Lai Cindy J, Terrault Norah A
Division of General Internal Medicine, University of California San Francisco, S357, 513 Parnassus Avenue, San Francisco, CA 94143-0538, USA.
Gastroenterol Clin North Am. 2004 Sep;33(3):629-54, x-xi. doi: 10.1016/j.gtc.2004.05.002.
Chronic hepatitis B virus infection (HBV) may result in significant morbidity, including cirrhosis, end-stage liver disease, and hepatocellular carcinoma. The management of chronic HBV cirrhosis is advancing rapidly. Current treatment options for patients with HBV-related cirrhosis include interferon-alpha (IFN-alpha), lamivudine and adefovir dipivoxil. IFN-a is used less commonly today because of its toxicity, difficulty with administration, and the availability of safer drugs. Lamivudine, an oral nucleoside analog, has proven to be at least as effective, and is safer, than IFN-a in the treatment of HBV-related cirrhosis. It is plagued by the development of resistant viral mutants, however. The newest oral nucleotide analog, adefovir dipivoxil, has shown excellent efficacy in treatment-naïve and lamivudine-resistant HBV patients and has lower rates of resistance in the short-term.
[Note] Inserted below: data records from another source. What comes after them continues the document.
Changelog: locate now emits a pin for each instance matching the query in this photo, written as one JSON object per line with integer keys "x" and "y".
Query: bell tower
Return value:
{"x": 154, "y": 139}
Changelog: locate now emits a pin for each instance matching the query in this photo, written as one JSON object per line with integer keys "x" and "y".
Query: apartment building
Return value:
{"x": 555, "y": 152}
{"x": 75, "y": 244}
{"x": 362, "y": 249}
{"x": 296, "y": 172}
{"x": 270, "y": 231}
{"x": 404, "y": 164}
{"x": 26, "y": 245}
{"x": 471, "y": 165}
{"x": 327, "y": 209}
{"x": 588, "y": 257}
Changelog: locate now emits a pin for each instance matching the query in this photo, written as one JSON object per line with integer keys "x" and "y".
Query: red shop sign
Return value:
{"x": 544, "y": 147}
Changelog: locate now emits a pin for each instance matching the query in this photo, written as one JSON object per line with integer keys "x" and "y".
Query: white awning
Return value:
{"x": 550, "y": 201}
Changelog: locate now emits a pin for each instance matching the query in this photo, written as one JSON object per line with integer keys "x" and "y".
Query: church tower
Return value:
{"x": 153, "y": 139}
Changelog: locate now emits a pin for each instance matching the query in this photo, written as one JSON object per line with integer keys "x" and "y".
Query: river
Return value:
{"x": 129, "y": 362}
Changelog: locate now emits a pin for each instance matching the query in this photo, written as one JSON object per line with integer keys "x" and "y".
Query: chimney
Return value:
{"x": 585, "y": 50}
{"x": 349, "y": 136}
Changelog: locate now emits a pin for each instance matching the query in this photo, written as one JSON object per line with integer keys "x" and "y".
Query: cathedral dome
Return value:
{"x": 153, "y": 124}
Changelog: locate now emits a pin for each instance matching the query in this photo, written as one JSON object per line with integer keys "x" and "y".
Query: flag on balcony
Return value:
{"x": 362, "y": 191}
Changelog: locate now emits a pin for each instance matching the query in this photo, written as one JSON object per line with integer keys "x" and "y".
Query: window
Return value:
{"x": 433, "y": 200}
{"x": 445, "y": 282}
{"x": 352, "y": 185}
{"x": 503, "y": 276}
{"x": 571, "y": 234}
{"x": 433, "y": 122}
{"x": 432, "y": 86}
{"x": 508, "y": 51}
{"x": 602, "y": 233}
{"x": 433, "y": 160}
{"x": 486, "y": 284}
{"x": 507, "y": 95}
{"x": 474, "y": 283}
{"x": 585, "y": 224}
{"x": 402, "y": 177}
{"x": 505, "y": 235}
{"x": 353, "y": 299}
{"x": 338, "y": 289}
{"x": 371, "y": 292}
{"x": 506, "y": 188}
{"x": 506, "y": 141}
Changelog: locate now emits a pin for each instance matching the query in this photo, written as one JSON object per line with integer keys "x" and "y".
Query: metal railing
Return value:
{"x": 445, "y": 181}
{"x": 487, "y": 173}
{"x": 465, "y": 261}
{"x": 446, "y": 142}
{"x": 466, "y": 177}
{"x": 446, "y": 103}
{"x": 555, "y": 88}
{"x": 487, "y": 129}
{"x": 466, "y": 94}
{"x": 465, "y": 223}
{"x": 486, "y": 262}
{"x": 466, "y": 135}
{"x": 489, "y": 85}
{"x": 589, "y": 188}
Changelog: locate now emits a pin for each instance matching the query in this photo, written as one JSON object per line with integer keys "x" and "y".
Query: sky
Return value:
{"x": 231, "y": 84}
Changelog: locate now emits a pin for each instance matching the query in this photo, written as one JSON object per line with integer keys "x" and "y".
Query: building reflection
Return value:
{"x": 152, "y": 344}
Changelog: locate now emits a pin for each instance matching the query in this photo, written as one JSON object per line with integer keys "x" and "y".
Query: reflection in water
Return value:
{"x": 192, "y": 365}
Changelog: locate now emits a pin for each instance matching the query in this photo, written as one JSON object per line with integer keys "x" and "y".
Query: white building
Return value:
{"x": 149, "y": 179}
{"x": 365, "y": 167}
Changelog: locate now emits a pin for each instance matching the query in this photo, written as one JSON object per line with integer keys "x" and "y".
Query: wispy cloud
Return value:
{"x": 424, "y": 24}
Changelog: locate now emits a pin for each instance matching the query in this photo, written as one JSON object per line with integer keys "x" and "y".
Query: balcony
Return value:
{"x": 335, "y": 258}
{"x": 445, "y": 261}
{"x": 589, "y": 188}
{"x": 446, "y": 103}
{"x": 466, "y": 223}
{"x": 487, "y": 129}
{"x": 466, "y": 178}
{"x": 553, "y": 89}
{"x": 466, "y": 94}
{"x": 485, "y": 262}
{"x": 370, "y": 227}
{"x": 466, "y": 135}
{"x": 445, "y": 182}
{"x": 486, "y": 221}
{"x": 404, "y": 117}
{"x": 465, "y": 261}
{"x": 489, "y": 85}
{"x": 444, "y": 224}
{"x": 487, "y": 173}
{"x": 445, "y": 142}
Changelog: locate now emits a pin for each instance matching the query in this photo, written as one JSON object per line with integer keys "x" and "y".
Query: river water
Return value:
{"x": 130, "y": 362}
慢性乙型肝炎病毒感染(HBV)可能导致严重的发病情况,包括肝硬化、终末期肝病和肝细胞癌。慢性HBV肝硬化的治疗进展迅速。目前针对HBV相关肝硬化患者的治疗选择包括α干扰素(IFN-α)、拉米夫定和阿德福韦酯。如今,由于其毒性、给药困难以及更安全药物的出现,IFN-α的使用较少。拉米夫定是一种口服核苷类似物,已被证明在治疗HBV相关肝硬化方面至少与IFN-α一样有效,且更安全。然而,它受到耐药病毒突变体产生的困扰。最新的口服核苷酸类似物阿德福韦酯在初治和拉米夫定耐药的HBV患者中显示出优异的疗效,且短期内耐药率较低。